Merton, R.K., Fiske, M., & Kendall, P.L. (1956).The Focused Interview: A Manual of Problems and Procedures. New York: Free Press.

.Most research methodology geeks that I know of believe that Merton’s original intents were legitimate, but that the method has since been expanded to absurd dimensions – to try to do things that the method was never designed or intended to do.

I think the report [the Alliance Report] in question is such an instance.


The report then lists the following criteria for choosing participants:

Criteria #1. Representative of the designated region;


Comment:
“Item 1 is, to me, utterly unjustified and unjustifiable. Only strict valid sampling theory can guide one to be “representative” of the designation region.”

Comment:
“Focus groups are a qualitative method that must never claim to form a representative image of any larger group phenomenon. Yet the stated selection criteria in the report seem to claim that, right off the bat:”
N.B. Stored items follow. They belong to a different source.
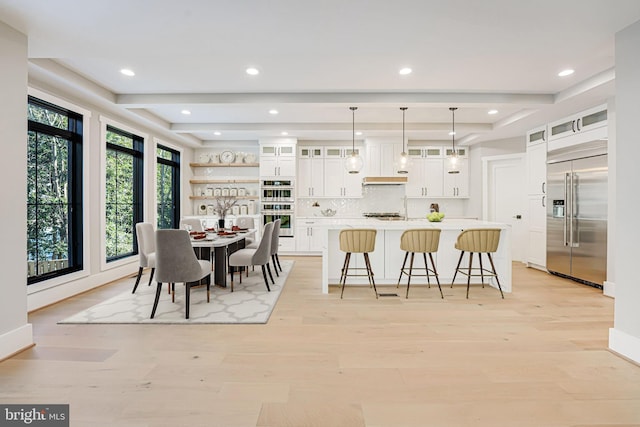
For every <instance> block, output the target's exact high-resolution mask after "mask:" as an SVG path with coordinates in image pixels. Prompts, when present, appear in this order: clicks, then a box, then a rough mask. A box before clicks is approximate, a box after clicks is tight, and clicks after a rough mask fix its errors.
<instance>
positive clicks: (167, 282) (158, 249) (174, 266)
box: [151, 230, 211, 319]
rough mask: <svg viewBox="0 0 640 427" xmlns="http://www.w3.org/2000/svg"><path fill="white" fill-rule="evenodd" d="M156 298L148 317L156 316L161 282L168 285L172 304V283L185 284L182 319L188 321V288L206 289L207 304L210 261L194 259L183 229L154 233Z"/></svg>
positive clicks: (192, 253)
mask: <svg viewBox="0 0 640 427" xmlns="http://www.w3.org/2000/svg"><path fill="white" fill-rule="evenodd" d="M156 280H157V281H158V287H157V289H156V298H155V301H154V302H153V310H152V311H151V318H152V319H153V316H155V314H156V309H157V308H158V301H159V299H160V291H161V289H162V284H163V283H171V284H172V286H171V288H172V298H171V299H172V301H175V283H184V284H185V287H186V289H185V318H186V319H188V318H189V302H190V298H191V288H192V287H195V286H201V285H203V282H204V285H206V286H207V302H209V301H210V291H211V262H209V261H203V260H199V259H198V258H197V257H196V254H195V252H194V251H193V247H192V246H191V240H190V239H189V233H188V232H187V231H186V230H157V231H156Z"/></svg>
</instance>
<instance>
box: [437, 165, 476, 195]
mask: <svg viewBox="0 0 640 427" xmlns="http://www.w3.org/2000/svg"><path fill="white" fill-rule="evenodd" d="M449 161H450V160H449V158H448V157H445V158H444V162H445V163H444V164H443V168H444V172H443V175H442V176H443V181H444V186H443V197H455V198H465V197H469V159H467V158H466V157H461V156H460V155H459V156H458V173H449V168H448V163H449Z"/></svg>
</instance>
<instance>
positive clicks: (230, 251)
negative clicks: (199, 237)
mask: <svg viewBox="0 0 640 427" xmlns="http://www.w3.org/2000/svg"><path fill="white" fill-rule="evenodd" d="M229 233H230V234H223V235H221V234H217V233H207V235H206V237H205V238H203V239H194V238H193V237H192V238H191V246H193V249H194V251H195V253H196V256H197V257H198V258H199V259H205V260H211V261H212V265H213V283H214V284H215V285H216V286H220V287H223V288H226V287H227V260H228V259H229V255H231V254H232V253H234V252H236V251H238V250H240V249H243V248H244V247H245V239H246V238H247V237H252V236H254V235H255V234H256V230H255V229H252V228H250V229H247V230H241V231H235V232H229Z"/></svg>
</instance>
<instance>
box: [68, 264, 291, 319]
mask: <svg viewBox="0 0 640 427" xmlns="http://www.w3.org/2000/svg"><path fill="white" fill-rule="evenodd" d="M281 265H282V270H283V271H282V272H280V277H277V276H276V275H275V272H274V271H273V268H272V269H271V271H272V273H273V278H274V280H275V285H270V287H271V292H268V291H267V287H266V286H265V284H264V280H263V278H262V270H261V268H260V267H256V269H255V271H250V273H249V277H243V278H242V284H240V283H239V282H238V276H237V274H236V277H235V279H236V280H235V284H234V290H233V292H231V291H230V288H229V287H227V288H220V287H217V286H211V302H209V303H207V291H206V288H205V287H201V288H193V289H191V308H190V312H189V319H185V318H184V309H185V293H184V286H183V285H182V284H176V302H175V303H172V302H171V296H170V295H169V294H168V292H167V285H166V284H164V285H163V287H162V294H160V301H159V302H158V308H157V310H156V315H155V317H154V318H153V319H150V318H149V316H150V315H151V309H152V308H153V300H154V298H155V290H156V283H155V282H154V283H152V284H151V286H147V284H146V282H145V277H147V280H148V277H149V276H148V273H146V274H145V276H144V277H143V278H142V282H141V283H140V286H138V289H137V290H136V293H135V294H132V293H131V290H129V291H127V292H123V293H122V294H120V295H117V296H115V297H113V298H111V299H108V300H106V301H104V302H101V303H100V304H97V305H94V306H93V307H91V308H88V309H87V310H84V311H81V312H80V313H77V314H75V315H73V316H71V317H68V318H66V319H64V320H61V321H60V322H58V323H60V324H68V323H98V324H99V323H102V324H105V323H125V324H126V323H129V324H132V323H161V324H166V323H178V324H180V323H182V324H193V323H228V324H234V323H267V321H268V320H269V316H271V312H272V311H273V308H274V307H275V305H276V302H277V301H278V297H279V296H280V292H281V291H282V288H283V287H284V284H285V282H286V280H287V276H288V274H289V272H290V271H291V268H292V267H293V261H281ZM272 267H273V266H272ZM132 287H133V281H132Z"/></svg>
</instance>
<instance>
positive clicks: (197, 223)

Comment: Instead, a focus group should be seen as a completely non-representative “sample” intended only to expand the range of issues to be explored. It is a tool to help researchers think of things they haven’t yet thought of, things they can investigate more deeply with better methods.
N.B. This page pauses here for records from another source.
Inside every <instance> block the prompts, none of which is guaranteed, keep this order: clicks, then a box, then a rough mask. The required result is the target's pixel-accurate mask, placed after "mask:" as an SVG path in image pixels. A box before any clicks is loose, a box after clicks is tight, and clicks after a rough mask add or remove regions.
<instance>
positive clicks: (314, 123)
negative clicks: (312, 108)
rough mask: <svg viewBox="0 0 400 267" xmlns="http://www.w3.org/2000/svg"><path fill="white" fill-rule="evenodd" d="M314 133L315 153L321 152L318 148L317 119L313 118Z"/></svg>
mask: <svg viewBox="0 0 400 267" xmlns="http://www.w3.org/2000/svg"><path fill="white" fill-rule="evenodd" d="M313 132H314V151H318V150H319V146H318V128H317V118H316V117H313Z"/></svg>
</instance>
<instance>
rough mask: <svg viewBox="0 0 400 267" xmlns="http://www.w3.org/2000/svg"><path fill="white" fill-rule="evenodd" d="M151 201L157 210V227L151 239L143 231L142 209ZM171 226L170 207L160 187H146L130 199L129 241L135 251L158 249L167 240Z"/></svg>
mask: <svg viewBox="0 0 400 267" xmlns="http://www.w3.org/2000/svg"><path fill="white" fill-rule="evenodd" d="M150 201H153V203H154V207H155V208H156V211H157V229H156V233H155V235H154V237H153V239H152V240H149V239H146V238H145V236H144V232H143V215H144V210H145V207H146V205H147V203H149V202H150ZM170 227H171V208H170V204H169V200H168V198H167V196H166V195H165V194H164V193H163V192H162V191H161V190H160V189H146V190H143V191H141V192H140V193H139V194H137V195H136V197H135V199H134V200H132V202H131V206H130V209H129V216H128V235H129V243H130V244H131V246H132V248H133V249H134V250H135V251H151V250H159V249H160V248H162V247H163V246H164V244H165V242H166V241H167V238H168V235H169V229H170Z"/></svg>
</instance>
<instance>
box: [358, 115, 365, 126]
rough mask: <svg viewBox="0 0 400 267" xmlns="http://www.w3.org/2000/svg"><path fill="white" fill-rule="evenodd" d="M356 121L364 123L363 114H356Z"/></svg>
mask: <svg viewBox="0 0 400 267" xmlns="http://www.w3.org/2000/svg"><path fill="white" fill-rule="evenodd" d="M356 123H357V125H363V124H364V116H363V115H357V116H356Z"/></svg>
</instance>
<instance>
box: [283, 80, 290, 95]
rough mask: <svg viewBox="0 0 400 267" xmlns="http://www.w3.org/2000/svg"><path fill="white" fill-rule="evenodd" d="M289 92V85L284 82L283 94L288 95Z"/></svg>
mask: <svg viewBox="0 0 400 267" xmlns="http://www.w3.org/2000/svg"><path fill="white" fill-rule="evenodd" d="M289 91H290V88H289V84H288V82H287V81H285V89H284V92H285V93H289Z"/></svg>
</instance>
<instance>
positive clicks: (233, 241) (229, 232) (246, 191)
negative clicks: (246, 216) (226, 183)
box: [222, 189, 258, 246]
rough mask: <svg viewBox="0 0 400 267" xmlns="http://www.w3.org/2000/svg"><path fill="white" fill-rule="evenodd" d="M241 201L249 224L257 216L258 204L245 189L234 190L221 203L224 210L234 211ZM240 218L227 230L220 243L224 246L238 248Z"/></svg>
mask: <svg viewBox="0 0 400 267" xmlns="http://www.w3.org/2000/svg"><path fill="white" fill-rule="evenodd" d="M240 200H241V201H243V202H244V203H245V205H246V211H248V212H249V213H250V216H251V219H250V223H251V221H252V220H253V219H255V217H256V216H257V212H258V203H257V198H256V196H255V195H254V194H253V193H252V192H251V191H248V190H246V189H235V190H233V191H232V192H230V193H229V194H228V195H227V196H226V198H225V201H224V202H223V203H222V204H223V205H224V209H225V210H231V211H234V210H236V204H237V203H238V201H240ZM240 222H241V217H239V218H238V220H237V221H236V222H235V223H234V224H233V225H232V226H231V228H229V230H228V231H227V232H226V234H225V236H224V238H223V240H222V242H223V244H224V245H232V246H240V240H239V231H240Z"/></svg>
Criteria #4) Unlikely to polarize others (sic) participants


Comment:
Item 4 is bizarre, in that it automatically excludes participants who are “outliers.” And one of the primary purposes of focused interviews is to learn more, to uncover things we haven’t thought of. Excluding the extremes, even if they polarize, seems to me to contradict the most fundamental purpose of the entire approach. It suggests a fundamental misunderstanding (on top of the usual error of assuming findings represent some larger population).

Comment:
But it’s a lot like jury selection. When screening is overdone, when it goes beyond simply having experience with the topic at hand and being able to refrain from disrupting the discussion, participants may get selected according to the result wanted. There are entire books and journals devoted to jury selection. It ain’t random, and juries sure don’t reflect the characteristics of the population at large. Prosecutors and defenders try to select for desired outcomes, just like this focus group facilitator MIGHT have.

Comment:
"This past year I did a series of focus groups around the issue of the kind of training service coordinators (disability related programs) and care mangers (aging related programs). I welcome people who others see as polarizing. While it means I may have to work harder, it's what I get paid to do, and you often hear people who are willing to tell the emperor that he's not wearing clothes. Sounds like your concerns about the data are worth consideration in terms of identifying someone who is polarizing.”
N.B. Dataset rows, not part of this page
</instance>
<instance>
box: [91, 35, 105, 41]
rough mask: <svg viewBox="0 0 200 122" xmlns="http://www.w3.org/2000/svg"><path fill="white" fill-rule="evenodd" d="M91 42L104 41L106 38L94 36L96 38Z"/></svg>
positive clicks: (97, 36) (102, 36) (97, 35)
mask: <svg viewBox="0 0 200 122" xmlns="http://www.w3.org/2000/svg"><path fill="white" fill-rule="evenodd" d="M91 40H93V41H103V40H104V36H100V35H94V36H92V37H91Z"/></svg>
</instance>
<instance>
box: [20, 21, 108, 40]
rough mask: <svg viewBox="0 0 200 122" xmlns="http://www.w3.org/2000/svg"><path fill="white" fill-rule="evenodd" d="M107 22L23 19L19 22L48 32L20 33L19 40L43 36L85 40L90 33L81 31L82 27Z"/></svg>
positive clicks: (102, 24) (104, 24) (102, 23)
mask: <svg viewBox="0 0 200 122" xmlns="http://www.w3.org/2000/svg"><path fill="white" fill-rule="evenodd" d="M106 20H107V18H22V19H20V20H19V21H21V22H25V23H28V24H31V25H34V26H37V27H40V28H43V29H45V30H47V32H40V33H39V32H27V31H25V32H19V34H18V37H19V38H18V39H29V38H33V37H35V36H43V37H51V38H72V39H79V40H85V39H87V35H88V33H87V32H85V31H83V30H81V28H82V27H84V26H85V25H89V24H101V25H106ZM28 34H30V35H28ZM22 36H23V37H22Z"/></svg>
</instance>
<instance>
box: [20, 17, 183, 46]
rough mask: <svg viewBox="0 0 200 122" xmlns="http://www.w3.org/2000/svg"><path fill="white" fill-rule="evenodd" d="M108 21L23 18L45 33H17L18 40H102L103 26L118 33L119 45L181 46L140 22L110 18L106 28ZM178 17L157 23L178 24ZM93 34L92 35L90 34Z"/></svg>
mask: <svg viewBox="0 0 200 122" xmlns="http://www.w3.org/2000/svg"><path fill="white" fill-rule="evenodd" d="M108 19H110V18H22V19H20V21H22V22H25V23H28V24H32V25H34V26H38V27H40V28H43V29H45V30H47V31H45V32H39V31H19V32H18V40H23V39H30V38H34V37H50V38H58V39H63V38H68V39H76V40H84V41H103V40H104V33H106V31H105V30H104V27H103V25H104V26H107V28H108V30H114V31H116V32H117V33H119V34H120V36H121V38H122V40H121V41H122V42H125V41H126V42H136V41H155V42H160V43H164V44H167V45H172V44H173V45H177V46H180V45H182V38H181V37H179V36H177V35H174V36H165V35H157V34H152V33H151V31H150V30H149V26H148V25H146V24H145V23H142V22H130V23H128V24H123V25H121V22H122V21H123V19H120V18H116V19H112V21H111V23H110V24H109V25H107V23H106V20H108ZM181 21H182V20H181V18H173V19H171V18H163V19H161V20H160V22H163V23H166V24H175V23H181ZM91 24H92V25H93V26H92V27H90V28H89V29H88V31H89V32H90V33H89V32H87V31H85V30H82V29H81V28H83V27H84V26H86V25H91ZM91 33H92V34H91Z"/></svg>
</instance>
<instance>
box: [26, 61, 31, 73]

A general comment: on focus group research
:

Comment:
One of the things I did in my career was to study situations and present solutions. I did this over a wide variety of subjects, industries and profit/non-profit groups. One of the things I learned was that focus groups were almost always used as an advocacy vehicle for a particular viewpoint. Seldom were they useful in arbitrating or resolving issues unless those forming the focus group had almost enough power to get their way and needed just a little more to close the deal.